Harry Scull Jr. / Buffalo News
INDIANAPOLIS -- Jim Reagan didn’t want his basketball players at Union Catholic Regional High School to be confined to the gym or insulated in a basketball bubble, particularly not a point guard who had aspirations of leaving central New Jersey to play college basketball.
Reagan took Kyle Lofton and his teammates to local bowling alleys and to softball diamonds. One afternoon, they went to Topgolf, a driving range and events center in nearby Edison, about 30 miles southwest of New York City.
Lofton took a few practice swings to get acclimated, and began teeing off. Within an hour, he was wailing golf balls over the lit bull's-eyes on Topgolf’s expansive green.
“I don’t know if Kyle had ever golfed before,” said Reagan, Lofton's basketball coach at Union Catholic. “He’s pretty smooth, pretty athletic, so it took him a couple swings to get going. But he got it down in a few minutes.”
Lofton now is a point guard for the St. Bonaventure men’s basketball team, and Reagan said Lofton was such a good athlete that he could have picked up and likely excelled at any sport, including golf.
But Lofton was a basketball devotee at heart, someone whom Reagan had to kick out of the gym at Union Catholic. Finally, it got to a point where Reagan just let Lofton continue to shoot, and trusted him to lock up when he was done.
The same thing happened during the year Lofton spent at Putnam (Conn.) Science Academy in 2017-18. The gym was always open, and Putnam coach Tom Espinosa recalls how Lofton always found his way there, sometimes as early as 5:30 in the morning.
“He probably made the right decision about focusing on one sport,” Reagan said. “He’s so passionate about the sport and that fire he has for it.”
Lofton had a goal to play Division I college basketball. While he had size, length and a clear passion for the game, the knock against him was that he couldn’t shoot the ball at a Division I-caliber level. It didn't matter. Lofton just continued to shoot and forge opportunities to play in college.
Lofton, a 6-foot-3 guard, leads St. Bonaventure into the NCAA Tournament. He’s third in the nation in minutes per game (38.2), and leads the Bonnies in scoring (14.6 points per game), assists (5.5 per game) and steals (29).
The ninth-seeded Bonnies (16-4) face No. 8 LSU (18-9) at 1:45 p.m. Saturday in a first-round game at Simon Skjodt Assembly Hall in Bloomington, Ind.

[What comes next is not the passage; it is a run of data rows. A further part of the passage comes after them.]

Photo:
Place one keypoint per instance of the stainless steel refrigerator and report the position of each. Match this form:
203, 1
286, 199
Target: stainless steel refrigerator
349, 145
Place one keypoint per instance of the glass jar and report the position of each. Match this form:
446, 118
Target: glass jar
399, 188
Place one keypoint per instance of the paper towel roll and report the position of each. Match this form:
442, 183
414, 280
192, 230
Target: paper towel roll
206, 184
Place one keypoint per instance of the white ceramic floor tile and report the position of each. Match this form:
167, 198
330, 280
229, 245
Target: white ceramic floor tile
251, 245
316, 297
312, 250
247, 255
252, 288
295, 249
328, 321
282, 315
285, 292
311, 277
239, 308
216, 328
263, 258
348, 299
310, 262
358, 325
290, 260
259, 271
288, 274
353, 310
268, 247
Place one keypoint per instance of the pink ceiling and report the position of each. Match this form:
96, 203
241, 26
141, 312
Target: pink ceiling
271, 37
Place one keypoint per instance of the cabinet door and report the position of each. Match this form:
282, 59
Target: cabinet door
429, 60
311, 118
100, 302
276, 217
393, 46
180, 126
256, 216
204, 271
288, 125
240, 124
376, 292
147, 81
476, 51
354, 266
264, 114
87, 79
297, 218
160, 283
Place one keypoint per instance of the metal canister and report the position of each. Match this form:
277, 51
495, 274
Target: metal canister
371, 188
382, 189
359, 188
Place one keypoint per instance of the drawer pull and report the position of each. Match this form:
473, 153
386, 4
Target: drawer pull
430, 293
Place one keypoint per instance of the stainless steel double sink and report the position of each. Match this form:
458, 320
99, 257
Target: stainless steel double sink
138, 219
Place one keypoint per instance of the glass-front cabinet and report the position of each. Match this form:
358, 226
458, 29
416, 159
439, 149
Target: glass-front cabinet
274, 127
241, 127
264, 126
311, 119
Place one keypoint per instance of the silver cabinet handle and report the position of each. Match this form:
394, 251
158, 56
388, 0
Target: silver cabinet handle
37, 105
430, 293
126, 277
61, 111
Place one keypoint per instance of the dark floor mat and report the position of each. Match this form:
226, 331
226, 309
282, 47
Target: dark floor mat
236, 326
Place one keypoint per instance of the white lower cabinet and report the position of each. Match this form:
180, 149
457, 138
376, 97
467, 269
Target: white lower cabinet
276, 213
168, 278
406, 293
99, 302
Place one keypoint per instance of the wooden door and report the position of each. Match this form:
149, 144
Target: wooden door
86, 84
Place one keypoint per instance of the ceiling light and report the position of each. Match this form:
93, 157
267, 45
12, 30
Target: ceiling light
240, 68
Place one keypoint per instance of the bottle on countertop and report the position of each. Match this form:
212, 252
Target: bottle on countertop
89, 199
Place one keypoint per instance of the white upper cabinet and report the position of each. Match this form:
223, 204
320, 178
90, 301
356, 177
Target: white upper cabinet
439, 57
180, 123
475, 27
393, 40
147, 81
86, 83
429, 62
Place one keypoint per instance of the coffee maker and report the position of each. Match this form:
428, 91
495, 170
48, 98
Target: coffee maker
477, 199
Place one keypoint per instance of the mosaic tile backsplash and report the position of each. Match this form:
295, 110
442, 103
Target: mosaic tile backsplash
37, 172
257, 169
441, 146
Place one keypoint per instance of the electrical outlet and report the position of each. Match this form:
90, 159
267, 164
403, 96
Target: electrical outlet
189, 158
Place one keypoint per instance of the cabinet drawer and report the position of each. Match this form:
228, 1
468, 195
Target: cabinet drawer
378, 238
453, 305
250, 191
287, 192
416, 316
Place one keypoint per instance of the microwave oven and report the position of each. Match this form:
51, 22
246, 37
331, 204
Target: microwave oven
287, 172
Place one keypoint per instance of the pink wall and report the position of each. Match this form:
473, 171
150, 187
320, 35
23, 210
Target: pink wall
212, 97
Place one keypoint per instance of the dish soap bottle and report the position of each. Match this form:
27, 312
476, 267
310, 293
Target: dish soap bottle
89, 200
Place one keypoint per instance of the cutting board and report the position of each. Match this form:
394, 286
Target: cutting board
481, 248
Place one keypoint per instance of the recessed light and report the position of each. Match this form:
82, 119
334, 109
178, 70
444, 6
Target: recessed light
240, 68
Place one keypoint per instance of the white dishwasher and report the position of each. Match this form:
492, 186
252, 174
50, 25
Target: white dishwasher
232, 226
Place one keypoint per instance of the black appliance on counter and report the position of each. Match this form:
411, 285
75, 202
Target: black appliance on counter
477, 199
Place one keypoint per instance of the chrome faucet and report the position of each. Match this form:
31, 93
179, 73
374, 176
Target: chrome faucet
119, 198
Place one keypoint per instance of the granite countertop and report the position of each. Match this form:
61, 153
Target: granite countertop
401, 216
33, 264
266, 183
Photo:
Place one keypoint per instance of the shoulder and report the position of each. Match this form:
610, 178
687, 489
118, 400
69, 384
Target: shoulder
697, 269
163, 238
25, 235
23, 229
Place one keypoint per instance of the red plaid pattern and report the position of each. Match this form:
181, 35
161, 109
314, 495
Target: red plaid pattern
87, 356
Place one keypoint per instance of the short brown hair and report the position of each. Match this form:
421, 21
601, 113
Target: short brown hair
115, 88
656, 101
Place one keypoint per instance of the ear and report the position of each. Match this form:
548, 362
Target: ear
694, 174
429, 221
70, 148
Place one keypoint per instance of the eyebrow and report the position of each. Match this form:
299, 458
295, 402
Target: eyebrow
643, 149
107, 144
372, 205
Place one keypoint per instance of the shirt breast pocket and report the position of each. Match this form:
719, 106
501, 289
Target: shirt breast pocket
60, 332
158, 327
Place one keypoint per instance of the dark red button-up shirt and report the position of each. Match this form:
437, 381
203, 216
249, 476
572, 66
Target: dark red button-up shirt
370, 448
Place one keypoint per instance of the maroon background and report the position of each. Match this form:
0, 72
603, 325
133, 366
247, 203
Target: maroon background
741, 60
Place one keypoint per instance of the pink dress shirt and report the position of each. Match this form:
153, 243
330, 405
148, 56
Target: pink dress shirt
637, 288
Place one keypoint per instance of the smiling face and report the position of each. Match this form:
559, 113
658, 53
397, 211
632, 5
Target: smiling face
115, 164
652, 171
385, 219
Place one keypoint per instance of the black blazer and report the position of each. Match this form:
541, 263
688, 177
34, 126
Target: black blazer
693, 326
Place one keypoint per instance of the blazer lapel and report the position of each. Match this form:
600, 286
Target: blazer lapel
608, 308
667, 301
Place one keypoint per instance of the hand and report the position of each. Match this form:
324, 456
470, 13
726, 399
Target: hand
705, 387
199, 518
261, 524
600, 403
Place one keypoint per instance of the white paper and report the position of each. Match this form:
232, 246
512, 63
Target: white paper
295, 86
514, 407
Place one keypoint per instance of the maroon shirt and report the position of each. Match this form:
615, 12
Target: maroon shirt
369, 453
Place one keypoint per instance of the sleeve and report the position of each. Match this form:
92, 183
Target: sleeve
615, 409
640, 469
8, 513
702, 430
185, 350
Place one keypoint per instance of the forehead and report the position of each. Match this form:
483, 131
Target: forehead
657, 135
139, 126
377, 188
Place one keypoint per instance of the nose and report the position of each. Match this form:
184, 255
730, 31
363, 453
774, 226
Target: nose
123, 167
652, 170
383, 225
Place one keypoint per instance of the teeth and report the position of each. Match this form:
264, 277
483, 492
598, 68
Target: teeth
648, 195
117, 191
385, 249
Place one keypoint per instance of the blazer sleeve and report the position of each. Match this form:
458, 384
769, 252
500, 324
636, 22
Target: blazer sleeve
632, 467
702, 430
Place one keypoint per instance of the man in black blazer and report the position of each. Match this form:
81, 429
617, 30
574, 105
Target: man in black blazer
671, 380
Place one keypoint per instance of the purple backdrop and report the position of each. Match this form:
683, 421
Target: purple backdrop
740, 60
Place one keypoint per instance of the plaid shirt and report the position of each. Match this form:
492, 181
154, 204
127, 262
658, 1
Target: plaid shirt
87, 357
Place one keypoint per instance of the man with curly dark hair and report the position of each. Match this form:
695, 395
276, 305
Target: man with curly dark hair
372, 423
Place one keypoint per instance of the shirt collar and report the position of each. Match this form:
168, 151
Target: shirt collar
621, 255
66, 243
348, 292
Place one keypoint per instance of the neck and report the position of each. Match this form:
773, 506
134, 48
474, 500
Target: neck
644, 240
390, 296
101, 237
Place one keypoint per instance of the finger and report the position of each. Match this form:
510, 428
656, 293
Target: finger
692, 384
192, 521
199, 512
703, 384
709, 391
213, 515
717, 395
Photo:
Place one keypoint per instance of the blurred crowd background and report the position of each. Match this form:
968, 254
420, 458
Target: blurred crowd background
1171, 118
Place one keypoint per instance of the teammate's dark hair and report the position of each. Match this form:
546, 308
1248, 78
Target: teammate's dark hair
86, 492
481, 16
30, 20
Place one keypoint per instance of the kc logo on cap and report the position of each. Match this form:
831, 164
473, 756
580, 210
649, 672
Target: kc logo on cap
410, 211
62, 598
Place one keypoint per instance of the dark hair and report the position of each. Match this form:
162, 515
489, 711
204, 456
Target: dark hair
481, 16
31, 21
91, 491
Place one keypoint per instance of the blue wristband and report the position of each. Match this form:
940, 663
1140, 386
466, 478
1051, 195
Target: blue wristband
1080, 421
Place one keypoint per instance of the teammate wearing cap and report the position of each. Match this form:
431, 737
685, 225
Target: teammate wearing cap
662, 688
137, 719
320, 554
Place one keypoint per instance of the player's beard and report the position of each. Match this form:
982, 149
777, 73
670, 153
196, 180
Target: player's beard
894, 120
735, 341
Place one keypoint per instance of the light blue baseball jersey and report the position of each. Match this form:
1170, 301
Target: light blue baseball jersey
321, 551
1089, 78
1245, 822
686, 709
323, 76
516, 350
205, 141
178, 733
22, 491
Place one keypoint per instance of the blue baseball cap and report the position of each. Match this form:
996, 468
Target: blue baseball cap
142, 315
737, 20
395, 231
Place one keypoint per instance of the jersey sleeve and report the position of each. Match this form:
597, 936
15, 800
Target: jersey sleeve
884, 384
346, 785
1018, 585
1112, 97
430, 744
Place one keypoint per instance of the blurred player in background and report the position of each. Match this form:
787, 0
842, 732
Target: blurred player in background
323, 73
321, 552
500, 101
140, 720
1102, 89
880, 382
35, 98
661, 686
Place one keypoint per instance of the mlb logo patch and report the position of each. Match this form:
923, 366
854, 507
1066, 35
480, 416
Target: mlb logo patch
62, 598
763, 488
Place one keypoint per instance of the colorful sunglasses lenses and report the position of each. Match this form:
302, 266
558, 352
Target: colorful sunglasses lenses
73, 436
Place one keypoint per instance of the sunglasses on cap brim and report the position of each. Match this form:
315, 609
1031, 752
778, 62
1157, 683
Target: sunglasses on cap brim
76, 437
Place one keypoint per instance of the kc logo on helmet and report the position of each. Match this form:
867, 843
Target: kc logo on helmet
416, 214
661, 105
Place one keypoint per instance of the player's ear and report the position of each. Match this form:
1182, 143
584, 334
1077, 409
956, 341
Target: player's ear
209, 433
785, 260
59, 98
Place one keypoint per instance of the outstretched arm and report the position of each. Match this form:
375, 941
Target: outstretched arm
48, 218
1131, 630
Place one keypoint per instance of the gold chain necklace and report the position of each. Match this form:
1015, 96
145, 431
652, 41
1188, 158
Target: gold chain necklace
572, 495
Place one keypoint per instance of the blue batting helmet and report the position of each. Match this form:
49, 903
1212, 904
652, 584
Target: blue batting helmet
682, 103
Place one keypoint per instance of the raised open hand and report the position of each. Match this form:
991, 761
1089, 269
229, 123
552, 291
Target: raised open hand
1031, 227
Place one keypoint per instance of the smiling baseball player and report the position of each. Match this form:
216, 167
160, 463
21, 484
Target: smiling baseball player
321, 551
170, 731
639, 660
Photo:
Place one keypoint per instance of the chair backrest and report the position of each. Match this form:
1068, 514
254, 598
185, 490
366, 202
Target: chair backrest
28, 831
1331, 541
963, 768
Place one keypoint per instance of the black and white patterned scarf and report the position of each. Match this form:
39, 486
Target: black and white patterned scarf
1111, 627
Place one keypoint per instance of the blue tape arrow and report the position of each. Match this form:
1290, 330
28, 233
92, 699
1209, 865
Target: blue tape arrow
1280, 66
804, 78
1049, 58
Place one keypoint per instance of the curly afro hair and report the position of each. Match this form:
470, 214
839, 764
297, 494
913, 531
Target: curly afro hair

“I was talking to my dad and he was telling me that I wasn’t supposed to be here,” Lofton said Wednesday on a video call from Indianapolis. “After high school, I was going on junior college visits, and I was blessed to be found by Putnam Science Academy. It was a life-changing moment for me. We won a national championship and I got looked at for that, from St. Bonaventure.”
Keeping goal in focus
At Union Catholic, Lofton averaged 13 points, 2.1 rebounds and 1.3 assists per game, yet he had no Division I scholarship offers. But he was not ready to give up on his goal.
“A lot of our guys want to be Division I basketball players,” Reagan said. “We always say, 'You don’t pick the school, the school picks you.' It’s tough sometimes when you know you have the talent, the passion or the desire, and there may not be an offer on the table. Kyle did not pack it in. The prep route, too, is one that more and more athletes are taking, more than they did 10 or 20 years ago when I first started coaching.
“Kyle stepped up to that.”
Lofton graduated from Union Catholic in 2017, and joined Putnam Science Academy, where he lived on his own in a college-type setting. He played on a team that included 13 players who now play at the Division I or II level, including Bona teammate Osun Osunniyi and University at Buffalo forward Josh Mballa.
Putnam played 42 games in 2017-18, roughly four games a week, and Lofton led Putnam in minutes played. He averaged 10 points, six assists and three rebounds, and shot 48%, including 40% on 3-pointers, which, Espinosa said, “is phenomenal for a kid whom someone said can’t shoot.”
Still, Lofton found a way to get into the gym when he had down time to the point where Espinosa had to tell him to rein it back.
“We’d have to tell him, ‘Kyle, you’ve got to rest, you can’t get in here at 6 a.m.,’ ” Espinosa said. “We had to talk to him about how important rest is, and taking care of your body.”